When the live-streaming app Meerkat launched last February, just before the popular tech, music and film festival called South by Southwest (SXSW), it captured the imaginations of Silicon Valley. Suddenly, people could easily use their smartphones to broadcast live video over the Internet.
And it was everywhere. While at the festival last year, I was researching a story by wearing a pair of Google Glass goggles at a bar downtown. One drunk partygoer shoved his iPhone in my face and yelled, “This is the first Google Glass on Meerkat!”
Live streaming, it seemed, was The Future of Video.
It still could be, but Meerkat won’t be there. On Friday, the company said it’s dropping its focus on live streaming. Instead, CEO Ben Rubin said it will build a “video social network,” where “everybody is always live,” according to Recode, which first reported the news. If that sounds vague, it’s because the company isn’t giving up many more details and declined a request to comment further.
The tale of once hot Meerkat highlights the highs and lows of Silicon Valley, which is perpetually trying to build the future of how we live and communicate. Billions of users and a potential fortune await anyone who can figure it out. Facebook bought the text message replacement app WhatsApp for $19 billion, after all.
Meerkat’s was a case of David versus Goliath from the very beginning. After garnering lots of buzz as SXSW was getting underway last year, Twitter cut Meerkat’s access to its “social graph,” effectively making it harder for users to find friends on Meerkat’s service, or learn when they’re live streaming.
Meanwhile, Twitter revealed its own plans with Periscope, a Meerkat competitor.
Facebook too has jumped into live streaming. The world’s largest social network, used by more than 1 billion people using day, launched Facebook Live in August. Now, the company is doubling down on it: earlier this week, the social network said it made tweaks to ensure live videos are near the top of people’s news feeds.

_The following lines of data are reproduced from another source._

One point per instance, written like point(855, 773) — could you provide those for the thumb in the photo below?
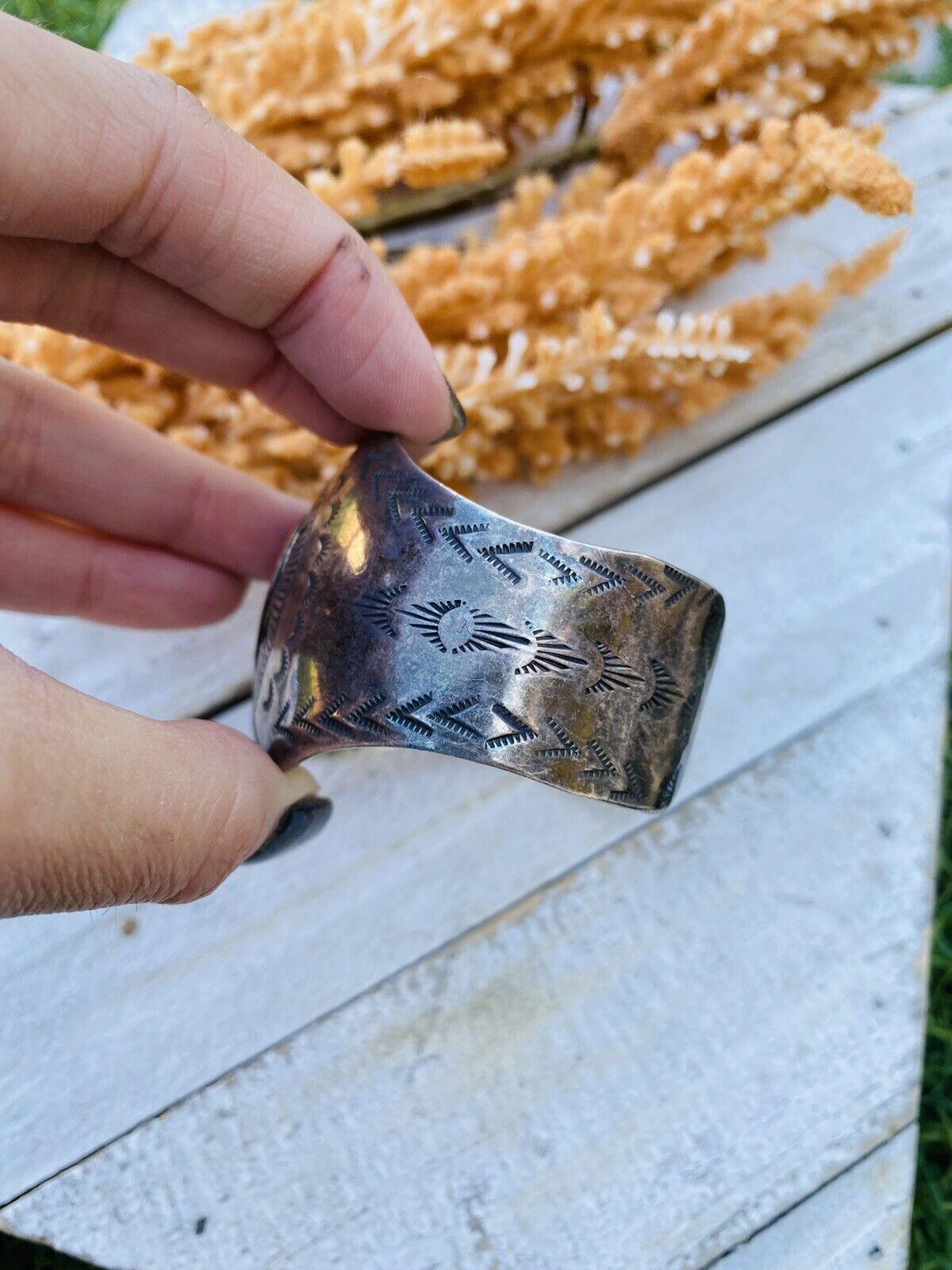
point(101, 806)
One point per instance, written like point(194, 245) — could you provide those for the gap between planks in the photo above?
point(735, 1068)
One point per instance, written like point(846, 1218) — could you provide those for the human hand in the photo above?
point(131, 216)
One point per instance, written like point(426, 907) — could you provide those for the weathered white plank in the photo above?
point(828, 535)
point(638, 1067)
point(190, 672)
point(857, 1222)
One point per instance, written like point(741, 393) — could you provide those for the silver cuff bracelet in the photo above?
point(403, 614)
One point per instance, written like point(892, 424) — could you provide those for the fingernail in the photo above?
point(301, 821)
point(459, 421)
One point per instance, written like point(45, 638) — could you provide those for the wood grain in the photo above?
point(168, 675)
point(635, 1068)
point(857, 1222)
point(828, 533)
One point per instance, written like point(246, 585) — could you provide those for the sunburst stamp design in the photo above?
point(616, 675)
point(551, 656)
point(455, 626)
point(663, 692)
point(376, 607)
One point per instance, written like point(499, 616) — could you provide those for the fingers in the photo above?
point(52, 568)
point(95, 152)
point(86, 291)
point(71, 457)
point(99, 806)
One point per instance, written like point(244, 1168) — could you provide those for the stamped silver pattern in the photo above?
point(405, 615)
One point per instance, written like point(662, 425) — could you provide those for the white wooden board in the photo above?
point(828, 533)
point(192, 672)
point(857, 1222)
point(635, 1068)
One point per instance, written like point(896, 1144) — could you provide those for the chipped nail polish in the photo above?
point(459, 422)
point(301, 821)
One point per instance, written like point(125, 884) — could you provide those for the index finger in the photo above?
point(93, 150)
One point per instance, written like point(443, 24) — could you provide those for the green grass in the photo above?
point(932, 1216)
point(86, 22)
point(83, 21)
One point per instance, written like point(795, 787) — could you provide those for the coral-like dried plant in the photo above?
point(558, 327)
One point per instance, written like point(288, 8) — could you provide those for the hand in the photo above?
point(131, 216)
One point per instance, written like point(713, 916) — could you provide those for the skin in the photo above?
point(131, 216)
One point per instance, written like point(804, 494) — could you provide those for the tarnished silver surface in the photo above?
point(405, 615)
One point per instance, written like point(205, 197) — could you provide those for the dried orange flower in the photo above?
point(559, 328)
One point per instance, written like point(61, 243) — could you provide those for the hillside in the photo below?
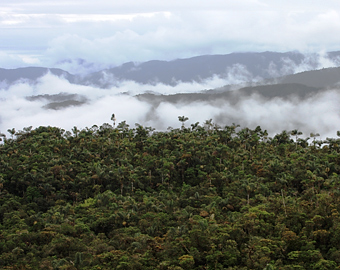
point(198, 197)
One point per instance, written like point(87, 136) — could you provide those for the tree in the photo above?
point(182, 119)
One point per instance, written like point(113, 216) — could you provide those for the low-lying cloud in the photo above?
point(319, 113)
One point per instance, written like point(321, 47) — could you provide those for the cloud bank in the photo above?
point(103, 33)
point(319, 113)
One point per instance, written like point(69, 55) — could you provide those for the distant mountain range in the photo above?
point(269, 74)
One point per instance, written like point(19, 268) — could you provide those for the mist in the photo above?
point(319, 113)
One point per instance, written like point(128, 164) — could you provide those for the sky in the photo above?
point(82, 35)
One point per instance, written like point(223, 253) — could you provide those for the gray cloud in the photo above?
point(110, 33)
point(319, 113)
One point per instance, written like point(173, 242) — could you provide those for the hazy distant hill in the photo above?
point(327, 77)
point(248, 66)
point(200, 68)
point(266, 65)
point(284, 91)
point(31, 74)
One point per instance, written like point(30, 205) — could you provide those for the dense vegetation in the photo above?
point(199, 197)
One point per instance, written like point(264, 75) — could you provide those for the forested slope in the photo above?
point(189, 198)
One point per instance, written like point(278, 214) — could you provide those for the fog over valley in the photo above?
point(293, 91)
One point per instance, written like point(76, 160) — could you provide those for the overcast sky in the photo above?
point(108, 33)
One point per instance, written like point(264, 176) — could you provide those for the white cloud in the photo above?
point(319, 113)
point(111, 32)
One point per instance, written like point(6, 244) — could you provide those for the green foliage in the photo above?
point(203, 197)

Even Rubin can see the writing is on the wall and admitted Meerkat could not rival Facebook and Twitter’s audience and viewership. “As long as we are competing on those with Twitter/Periscope and Facebook Live, we don’t think the current Meerkat product is set up to win,” Rubin wrote in a letter to investors announcing the shift. “We were not able to grow as quickly alongside as we had planned.”
Even though Rubin is mum about the company’s plans, he dropped a few hints. The company began building its whatever-it-is in October and it will focus on interactions between people who know each other, instead of broadcasting to the masses.